MILITARY training on Dartmoor came under fire from the Open Spaces Society this week.
The group has written to the Defence Estates calling for any plans for increased investment in the Dartmoor training area to be dropped.
But the Army argues that its presence helps to protect the land from dorestation and intensive agriculture.
General secretary of the Open Spaces Society Kate Ashbrook said on Tuesday that the military should be reducing its activity on the moor and should not consider making a national park a core training site.
'It is clear that military training and national parks are incompatible and that this conflict can never be resolved,' she said.
The society says that as part of its strategy for the Defence Estate, the Ministry of Defence will select its core training sites by next year. The core sites will be the focus of future use and investment.

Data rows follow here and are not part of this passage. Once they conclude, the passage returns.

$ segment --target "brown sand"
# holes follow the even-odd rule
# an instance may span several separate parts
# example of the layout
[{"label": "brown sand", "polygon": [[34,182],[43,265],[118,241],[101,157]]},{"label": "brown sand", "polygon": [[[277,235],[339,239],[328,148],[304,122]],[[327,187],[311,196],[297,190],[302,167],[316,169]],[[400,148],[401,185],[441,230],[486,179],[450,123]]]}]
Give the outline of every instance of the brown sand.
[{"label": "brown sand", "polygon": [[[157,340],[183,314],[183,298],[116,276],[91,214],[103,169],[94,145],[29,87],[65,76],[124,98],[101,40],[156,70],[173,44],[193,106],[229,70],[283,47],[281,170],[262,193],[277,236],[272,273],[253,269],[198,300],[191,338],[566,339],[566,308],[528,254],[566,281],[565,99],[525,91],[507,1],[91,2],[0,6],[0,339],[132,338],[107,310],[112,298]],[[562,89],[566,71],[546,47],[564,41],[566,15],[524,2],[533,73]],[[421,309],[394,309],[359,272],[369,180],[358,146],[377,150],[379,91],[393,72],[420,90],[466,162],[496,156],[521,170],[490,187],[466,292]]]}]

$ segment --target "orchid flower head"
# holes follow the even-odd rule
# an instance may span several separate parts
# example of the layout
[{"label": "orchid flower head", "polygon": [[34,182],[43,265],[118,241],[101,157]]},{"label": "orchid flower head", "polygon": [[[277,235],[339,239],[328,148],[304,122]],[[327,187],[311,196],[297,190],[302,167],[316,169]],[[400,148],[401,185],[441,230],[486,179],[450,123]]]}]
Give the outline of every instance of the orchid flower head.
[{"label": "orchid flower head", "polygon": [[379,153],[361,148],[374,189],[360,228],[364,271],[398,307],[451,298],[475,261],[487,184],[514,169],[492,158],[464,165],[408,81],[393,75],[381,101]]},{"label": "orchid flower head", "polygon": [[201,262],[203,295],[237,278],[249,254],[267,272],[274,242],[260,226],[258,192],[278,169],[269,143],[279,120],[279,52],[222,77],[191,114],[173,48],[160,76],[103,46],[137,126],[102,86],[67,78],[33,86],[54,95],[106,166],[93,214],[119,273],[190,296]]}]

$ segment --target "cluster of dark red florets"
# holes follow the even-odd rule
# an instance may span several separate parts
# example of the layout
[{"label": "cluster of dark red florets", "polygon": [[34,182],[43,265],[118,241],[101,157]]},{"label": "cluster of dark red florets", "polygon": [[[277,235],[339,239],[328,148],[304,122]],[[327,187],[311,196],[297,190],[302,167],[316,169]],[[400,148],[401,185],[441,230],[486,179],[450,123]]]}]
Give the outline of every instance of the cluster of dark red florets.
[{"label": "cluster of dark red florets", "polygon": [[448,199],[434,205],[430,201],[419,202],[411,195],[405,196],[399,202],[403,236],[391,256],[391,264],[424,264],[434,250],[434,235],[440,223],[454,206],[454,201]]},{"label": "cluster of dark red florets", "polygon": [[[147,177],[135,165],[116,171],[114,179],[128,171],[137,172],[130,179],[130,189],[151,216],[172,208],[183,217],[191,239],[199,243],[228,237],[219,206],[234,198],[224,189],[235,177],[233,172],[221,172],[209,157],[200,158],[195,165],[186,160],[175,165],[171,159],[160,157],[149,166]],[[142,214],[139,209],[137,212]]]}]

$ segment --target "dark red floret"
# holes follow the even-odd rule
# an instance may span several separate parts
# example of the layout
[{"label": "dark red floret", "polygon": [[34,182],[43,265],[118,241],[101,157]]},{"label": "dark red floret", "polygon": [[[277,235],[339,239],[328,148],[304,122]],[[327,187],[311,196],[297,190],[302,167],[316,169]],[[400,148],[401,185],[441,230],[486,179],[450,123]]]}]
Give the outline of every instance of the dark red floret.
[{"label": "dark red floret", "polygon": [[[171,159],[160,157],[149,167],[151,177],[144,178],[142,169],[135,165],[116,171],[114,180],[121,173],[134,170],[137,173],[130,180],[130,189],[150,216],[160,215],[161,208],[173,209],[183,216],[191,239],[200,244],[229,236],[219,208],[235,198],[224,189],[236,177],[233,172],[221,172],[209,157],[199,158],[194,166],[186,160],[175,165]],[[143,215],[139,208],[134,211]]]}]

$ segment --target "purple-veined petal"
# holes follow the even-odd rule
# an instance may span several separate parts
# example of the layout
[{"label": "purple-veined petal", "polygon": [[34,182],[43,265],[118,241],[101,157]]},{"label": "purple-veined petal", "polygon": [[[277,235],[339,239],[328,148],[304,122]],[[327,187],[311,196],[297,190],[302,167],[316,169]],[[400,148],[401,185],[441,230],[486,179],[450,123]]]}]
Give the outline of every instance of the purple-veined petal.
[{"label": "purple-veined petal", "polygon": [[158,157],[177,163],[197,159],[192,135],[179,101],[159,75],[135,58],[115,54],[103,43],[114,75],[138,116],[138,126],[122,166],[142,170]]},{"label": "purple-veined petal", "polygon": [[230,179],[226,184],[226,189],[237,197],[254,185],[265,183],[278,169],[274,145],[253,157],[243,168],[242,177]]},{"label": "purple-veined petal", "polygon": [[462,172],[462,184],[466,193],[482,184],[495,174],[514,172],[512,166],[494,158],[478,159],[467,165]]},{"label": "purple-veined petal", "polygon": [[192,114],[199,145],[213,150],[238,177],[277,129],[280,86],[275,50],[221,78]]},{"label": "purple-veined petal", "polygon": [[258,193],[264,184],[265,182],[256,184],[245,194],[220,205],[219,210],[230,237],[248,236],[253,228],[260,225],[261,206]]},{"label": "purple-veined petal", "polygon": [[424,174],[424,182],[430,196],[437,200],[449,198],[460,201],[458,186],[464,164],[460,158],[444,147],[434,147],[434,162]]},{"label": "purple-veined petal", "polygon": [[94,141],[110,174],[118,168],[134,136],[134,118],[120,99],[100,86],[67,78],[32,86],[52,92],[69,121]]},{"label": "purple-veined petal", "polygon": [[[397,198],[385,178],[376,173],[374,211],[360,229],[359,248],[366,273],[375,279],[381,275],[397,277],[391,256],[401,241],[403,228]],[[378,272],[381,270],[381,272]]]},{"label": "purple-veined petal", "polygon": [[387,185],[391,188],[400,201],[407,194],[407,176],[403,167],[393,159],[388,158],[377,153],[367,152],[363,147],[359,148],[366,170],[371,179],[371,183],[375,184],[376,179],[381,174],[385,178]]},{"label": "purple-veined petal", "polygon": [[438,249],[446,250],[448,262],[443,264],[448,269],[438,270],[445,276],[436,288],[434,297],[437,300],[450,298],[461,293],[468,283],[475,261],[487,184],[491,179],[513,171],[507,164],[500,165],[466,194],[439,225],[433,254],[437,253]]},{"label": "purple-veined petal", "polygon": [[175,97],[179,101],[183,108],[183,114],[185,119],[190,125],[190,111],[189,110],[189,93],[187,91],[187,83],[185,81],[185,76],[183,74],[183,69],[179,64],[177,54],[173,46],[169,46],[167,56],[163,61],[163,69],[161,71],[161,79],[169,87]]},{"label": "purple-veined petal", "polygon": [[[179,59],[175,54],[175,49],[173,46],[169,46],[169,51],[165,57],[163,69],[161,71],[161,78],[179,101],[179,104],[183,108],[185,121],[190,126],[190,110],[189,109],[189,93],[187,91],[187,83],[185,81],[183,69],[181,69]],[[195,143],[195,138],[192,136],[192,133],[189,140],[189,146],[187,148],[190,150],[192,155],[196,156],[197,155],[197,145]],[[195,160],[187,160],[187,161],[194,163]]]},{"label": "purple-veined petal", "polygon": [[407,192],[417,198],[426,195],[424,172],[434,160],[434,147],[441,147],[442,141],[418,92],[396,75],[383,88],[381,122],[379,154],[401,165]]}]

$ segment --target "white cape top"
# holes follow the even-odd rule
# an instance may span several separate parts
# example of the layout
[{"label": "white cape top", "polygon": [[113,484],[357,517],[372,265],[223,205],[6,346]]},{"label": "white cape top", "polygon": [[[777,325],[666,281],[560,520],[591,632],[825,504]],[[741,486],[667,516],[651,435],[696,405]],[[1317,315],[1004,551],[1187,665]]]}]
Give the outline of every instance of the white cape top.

Ms Ashbrook said the group believed the Ministry of Defence was not taking any account of whether training land was in a national park.
'The national parks in England and Wales are our top landscapes, designated for their outstanding natural beauty, and as places for quiet recreation.
'So there is a danger that the military training area on Dartmoor and in other national parks could become core sites just when the military should be reducing its activity there, not expanding it,' she said.
The society argues that serious damage is done to parts of Dartmoor by military exercises, claiming they destroy the wilderness, cause excessive noise, and pose a risk to the public from unexploded missiles.
The society says Dartmoor's unique prehistoric archaeology is under threat from battering by live fire.
The Army say that on Dartmoor, they administer some 30,000 acres of which 3,400 are MOD freehold, for use by a number of units, including the Royal Marines. 'It is not true to claim there are plans to "expand" its use there,' said an Army statement.
The Army say just 30 per cent of their training land is located in national parks, representing less than five per cent of the total area designated as national park land.
The Army statement said that Ministry of Defence training areas were the 'jewel in the environmental crown' as they protected the land from forestation and intensive agriculture and refrained from the use of herbicides and pesticides.
The Army say they follow a number of restrictions to their live firing and 'dry' training exercises on Dartmoor, principally a cessation during August and on all Sundays and Bank Holidays.
The Army Training Estate said: 'Work to identify core training sites is still at a very early stage and it is too soon to guess completion'.
The estate say the military has had a presence on Dartmoor for 200 years, pre-dating the moor's designation as a national park.
The Open Spaces Society says it plans to lobby the Duchy of Cornwall and Dartmoor National Park Authority not to renew the licences for military training on the moor when they expire in 2012.